Vesica piscis-horz

Circles can do amazing things when they intersect to have sex. The ancient sects of Gnosticism loved their diagrams, riddles, and mathematics; they worshiped knowledge. Jewelers often pose their marriage rings; in such a way, to create a symbolic intersection. Two intersecting circles or rings create a child; it even has a name – Vesica Piscis. The Vesica Piscis translates to fish bladder.and alludes to the womb.

Pagans used the Vesica Piscis as a symbol for fertility, but the Gnostics used it for something more. Valentinianism uses male/female pairs; they call syzygies. I suspect the Gnostics were the ones who created the Ichthys, some call it the Jesus fish, and if you look close—I outlined it in red.

Wikimedia give this description for the image on the right:

Early Christian inscription with the Greek letters “ΙΧΘΥΣ” carved into marble in the ruins of the ancient Greek city of Ephesus at Turkey

Wikipedia goes on further about the Ichthys, but it is obvious the wheel, in the image above, symbolizes ‘eternity.’ Jesus caught 153 fish and that number relates to the Vesica Piscis. The Flower of Life is also formed from intersecting circles and cam easily symbolize fertility. My chapter in rewrite features Baubo (Iambe) and Sheela Na Gig; which, relate to the womb and thusly the Vesica Piscis.

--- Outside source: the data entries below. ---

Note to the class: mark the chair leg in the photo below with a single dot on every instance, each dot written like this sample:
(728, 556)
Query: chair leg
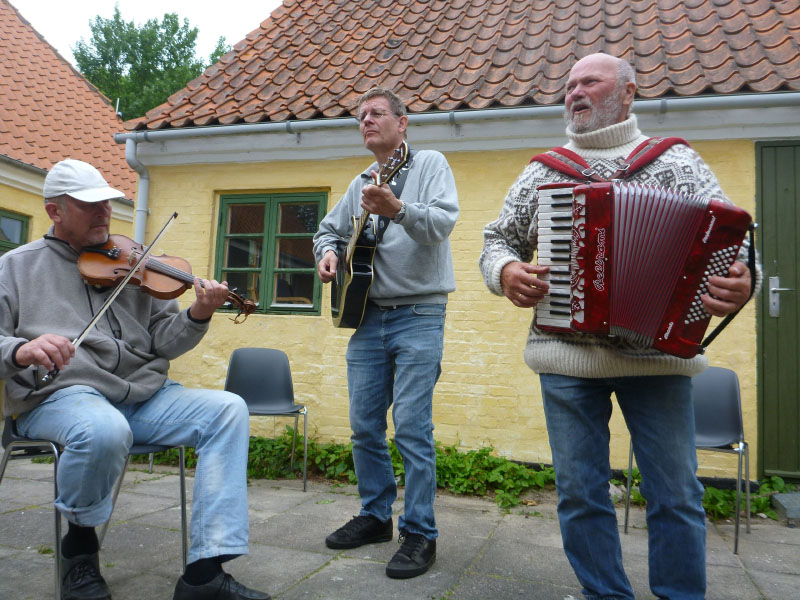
(738, 501)
(294, 439)
(747, 482)
(628, 487)
(184, 541)
(101, 536)
(57, 527)
(4, 462)
(305, 445)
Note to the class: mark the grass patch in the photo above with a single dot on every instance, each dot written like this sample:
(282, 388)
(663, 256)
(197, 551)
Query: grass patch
(471, 473)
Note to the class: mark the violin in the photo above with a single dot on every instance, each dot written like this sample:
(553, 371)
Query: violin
(163, 277)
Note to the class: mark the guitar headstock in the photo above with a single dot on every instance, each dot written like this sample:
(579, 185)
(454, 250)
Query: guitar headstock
(392, 165)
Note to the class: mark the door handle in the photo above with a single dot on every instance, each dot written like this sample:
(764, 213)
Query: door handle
(774, 296)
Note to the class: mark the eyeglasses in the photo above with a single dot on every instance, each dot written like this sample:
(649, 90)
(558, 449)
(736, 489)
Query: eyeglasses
(375, 114)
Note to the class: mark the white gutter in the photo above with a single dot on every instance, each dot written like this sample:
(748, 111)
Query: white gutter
(142, 193)
(658, 109)
(660, 106)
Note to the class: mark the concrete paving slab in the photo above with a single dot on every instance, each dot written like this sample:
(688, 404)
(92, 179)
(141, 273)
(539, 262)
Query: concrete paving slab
(366, 580)
(483, 551)
(481, 586)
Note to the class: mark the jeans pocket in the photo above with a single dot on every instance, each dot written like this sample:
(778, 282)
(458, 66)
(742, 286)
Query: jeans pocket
(429, 310)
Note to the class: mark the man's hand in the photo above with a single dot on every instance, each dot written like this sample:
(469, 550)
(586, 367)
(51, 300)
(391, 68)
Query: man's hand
(521, 285)
(326, 269)
(380, 200)
(48, 350)
(729, 293)
(210, 296)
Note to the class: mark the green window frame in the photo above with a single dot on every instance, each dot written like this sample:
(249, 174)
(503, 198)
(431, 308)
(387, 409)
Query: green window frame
(265, 249)
(13, 230)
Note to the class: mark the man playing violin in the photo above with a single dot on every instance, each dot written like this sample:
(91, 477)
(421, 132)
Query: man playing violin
(394, 356)
(113, 390)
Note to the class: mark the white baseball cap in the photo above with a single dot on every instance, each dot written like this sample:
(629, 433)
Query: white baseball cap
(79, 180)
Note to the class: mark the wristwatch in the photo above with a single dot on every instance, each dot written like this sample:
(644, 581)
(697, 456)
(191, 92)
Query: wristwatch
(400, 213)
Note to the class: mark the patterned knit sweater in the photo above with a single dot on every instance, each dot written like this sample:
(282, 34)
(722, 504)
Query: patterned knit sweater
(512, 237)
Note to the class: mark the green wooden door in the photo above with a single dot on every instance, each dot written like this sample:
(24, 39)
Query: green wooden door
(778, 215)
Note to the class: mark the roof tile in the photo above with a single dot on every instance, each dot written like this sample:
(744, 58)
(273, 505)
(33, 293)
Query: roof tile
(49, 111)
(313, 58)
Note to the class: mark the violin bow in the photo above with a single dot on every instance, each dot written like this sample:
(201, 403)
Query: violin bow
(112, 296)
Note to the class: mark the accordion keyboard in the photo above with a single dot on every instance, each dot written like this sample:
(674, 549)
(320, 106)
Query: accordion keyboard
(554, 231)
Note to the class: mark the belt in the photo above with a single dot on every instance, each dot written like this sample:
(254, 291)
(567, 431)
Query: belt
(389, 307)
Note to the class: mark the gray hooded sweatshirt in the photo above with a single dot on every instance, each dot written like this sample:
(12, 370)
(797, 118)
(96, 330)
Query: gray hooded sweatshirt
(125, 356)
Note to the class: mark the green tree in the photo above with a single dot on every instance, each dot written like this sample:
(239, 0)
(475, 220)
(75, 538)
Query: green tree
(221, 49)
(142, 66)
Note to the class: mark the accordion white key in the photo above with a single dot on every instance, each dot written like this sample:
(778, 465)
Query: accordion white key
(632, 261)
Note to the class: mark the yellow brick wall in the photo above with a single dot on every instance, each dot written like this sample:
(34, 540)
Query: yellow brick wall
(486, 395)
(32, 206)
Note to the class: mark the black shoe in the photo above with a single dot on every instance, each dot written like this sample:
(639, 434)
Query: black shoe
(222, 587)
(81, 579)
(359, 531)
(416, 555)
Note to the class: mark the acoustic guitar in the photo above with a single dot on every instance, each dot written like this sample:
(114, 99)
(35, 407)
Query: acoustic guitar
(354, 272)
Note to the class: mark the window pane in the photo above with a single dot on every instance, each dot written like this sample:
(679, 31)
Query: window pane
(11, 230)
(298, 218)
(242, 253)
(295, 253)
(293, 288)
(244, 284)
(246, 218)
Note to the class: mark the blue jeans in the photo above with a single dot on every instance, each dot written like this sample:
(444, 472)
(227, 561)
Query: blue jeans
(394, 359)
(96, 436)
(659, 415)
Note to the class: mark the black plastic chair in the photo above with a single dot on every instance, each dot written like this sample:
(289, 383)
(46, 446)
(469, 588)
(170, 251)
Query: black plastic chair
(719, 428)
(262, 377)
(17, 446)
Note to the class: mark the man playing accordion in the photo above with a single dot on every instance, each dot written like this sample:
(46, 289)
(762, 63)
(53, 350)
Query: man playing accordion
(579, 372)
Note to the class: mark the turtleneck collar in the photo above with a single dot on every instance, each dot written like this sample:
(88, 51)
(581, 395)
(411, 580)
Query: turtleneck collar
(612, 136)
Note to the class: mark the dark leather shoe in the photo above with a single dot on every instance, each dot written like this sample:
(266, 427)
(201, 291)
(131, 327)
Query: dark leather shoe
(416, 555)
(222, 587)
(81, 579)
(359, 531)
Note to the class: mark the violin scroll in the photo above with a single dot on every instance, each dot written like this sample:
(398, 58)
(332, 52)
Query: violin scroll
(245, 307)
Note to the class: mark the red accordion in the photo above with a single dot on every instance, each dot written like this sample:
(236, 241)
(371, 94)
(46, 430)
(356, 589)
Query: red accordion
(632, 261)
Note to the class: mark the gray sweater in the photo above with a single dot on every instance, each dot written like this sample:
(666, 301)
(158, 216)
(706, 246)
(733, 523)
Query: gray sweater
(513, 237)
(126, 355)
(413, 263)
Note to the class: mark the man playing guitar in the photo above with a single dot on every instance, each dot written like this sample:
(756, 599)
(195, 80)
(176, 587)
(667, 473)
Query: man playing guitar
(394, 356)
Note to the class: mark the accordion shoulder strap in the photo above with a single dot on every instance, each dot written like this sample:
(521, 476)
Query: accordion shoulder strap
(645, 153)
(567, 162)
(751, 265)
(571, 164)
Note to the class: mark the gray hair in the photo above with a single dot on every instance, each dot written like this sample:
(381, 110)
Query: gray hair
(397, 106)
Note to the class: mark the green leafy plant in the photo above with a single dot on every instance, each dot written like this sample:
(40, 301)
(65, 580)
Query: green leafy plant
(474, 472)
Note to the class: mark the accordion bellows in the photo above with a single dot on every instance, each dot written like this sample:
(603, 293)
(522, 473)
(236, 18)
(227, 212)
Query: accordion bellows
(633, 261)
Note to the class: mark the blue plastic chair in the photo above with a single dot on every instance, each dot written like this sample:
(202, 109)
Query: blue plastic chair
(718, 428)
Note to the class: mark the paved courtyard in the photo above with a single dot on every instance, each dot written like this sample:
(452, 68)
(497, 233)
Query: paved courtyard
(483, 551)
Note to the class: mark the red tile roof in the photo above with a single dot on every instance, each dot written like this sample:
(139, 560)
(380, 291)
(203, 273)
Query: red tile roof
(314, 58)
(49, 111)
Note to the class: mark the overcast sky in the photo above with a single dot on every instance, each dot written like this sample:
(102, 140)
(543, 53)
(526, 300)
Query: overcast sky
(63, 22)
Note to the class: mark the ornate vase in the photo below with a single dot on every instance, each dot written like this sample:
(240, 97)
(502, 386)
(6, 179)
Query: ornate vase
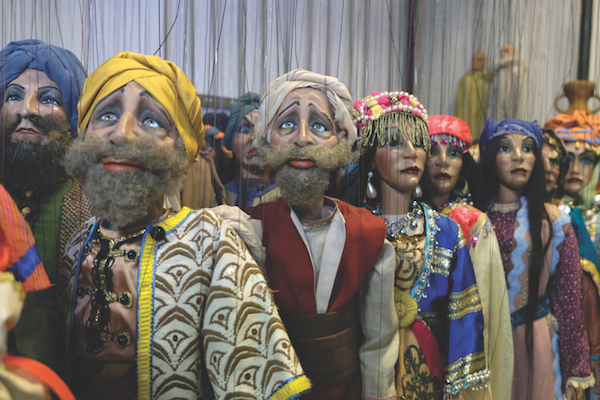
(578, 93)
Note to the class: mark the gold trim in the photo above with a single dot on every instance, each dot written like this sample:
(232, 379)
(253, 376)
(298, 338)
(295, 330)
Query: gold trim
(506, 207)
(469, 364)
(406, 308)
(463, 303)
(146, 306)
(441, 261)
(291, 389)
(590, 267)
(8, 276)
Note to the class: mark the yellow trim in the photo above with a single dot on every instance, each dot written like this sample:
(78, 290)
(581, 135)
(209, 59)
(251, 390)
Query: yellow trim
(292, 389)
(590, 267)
(146, 306)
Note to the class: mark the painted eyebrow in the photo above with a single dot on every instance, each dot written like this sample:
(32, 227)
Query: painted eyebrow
(288, 107)
(50, 87)
(321, 112)
(17, 85)
(121, 89)
(147, 94)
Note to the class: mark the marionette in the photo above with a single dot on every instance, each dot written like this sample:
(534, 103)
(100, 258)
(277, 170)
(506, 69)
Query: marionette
(21, 271)
(541, 263)
(507, 96)
(327, 262)
(252, 183)
(436, 297)
(40, 86)
(446, 190)
(163, 305)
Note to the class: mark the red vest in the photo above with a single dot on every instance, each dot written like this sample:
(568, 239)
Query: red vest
(289, 268)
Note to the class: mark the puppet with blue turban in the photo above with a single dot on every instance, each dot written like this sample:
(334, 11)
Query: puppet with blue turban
(252, 183)
(40, 85)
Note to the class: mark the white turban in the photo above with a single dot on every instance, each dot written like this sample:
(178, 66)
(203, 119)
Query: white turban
(336, 91)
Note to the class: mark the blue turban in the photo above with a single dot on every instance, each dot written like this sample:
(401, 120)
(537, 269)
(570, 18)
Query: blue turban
(494, 129)
(59, 64)
(245, 104)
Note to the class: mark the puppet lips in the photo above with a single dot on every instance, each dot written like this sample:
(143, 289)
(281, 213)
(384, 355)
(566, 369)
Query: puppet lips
(410, 170)
(442, 176)
(27, 131)
(120, 165)
(302, 163)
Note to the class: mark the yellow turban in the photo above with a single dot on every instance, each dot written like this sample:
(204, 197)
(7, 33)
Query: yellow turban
(162, 79)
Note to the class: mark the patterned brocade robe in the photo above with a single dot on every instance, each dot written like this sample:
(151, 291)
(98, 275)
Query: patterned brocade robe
(491, 284)
(180, 310)
(560, 342)
(443, 348)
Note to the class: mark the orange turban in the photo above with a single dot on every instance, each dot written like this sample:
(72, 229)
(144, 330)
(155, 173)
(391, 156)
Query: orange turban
(580, 127)
(162, 79)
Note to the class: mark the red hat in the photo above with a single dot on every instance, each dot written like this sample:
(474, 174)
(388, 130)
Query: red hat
(449, 125)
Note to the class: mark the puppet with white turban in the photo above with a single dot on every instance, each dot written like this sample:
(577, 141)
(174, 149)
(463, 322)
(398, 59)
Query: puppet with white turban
(328, 263)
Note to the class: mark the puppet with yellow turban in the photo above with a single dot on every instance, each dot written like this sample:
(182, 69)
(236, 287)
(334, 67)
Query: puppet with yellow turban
(161, 305)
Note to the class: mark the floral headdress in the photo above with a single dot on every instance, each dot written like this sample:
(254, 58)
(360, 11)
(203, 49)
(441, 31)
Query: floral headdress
(580, 127)
(377, 113)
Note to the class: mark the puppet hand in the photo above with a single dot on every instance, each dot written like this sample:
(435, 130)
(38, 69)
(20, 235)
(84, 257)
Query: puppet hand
(251, 235)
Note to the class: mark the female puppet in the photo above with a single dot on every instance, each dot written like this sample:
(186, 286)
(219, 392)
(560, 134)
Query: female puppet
(541, 263)
(252, 183)
(446, 190)
(557, 163)
(438, 306)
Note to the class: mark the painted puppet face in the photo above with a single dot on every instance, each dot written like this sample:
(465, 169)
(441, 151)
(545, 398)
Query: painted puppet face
(515, 161)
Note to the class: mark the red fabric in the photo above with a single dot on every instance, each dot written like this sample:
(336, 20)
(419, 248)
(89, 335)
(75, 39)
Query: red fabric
(15, 240)
(288, 264)
(46, 375)
(430, 349)
(466, 217)
(439, 124)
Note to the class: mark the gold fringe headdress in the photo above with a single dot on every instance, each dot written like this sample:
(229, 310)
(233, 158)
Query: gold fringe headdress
(377, 113)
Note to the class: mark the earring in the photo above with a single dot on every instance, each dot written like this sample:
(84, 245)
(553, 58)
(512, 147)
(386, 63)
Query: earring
(371, 191)
(417, 192)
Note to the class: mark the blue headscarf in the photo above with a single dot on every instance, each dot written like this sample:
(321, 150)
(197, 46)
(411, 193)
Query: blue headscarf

Giving my fictional fertility cult multiple roots allows for more flexibility. The Inquisition punished those who strayed from Catholic thought, so it was difficult for other beliefs to survive, in the Western World. I see it as plausible for some fertility rituals to survive, as fringe Christianity. Other cultures added their own elements and reinforced lingering aspects of fertility rites.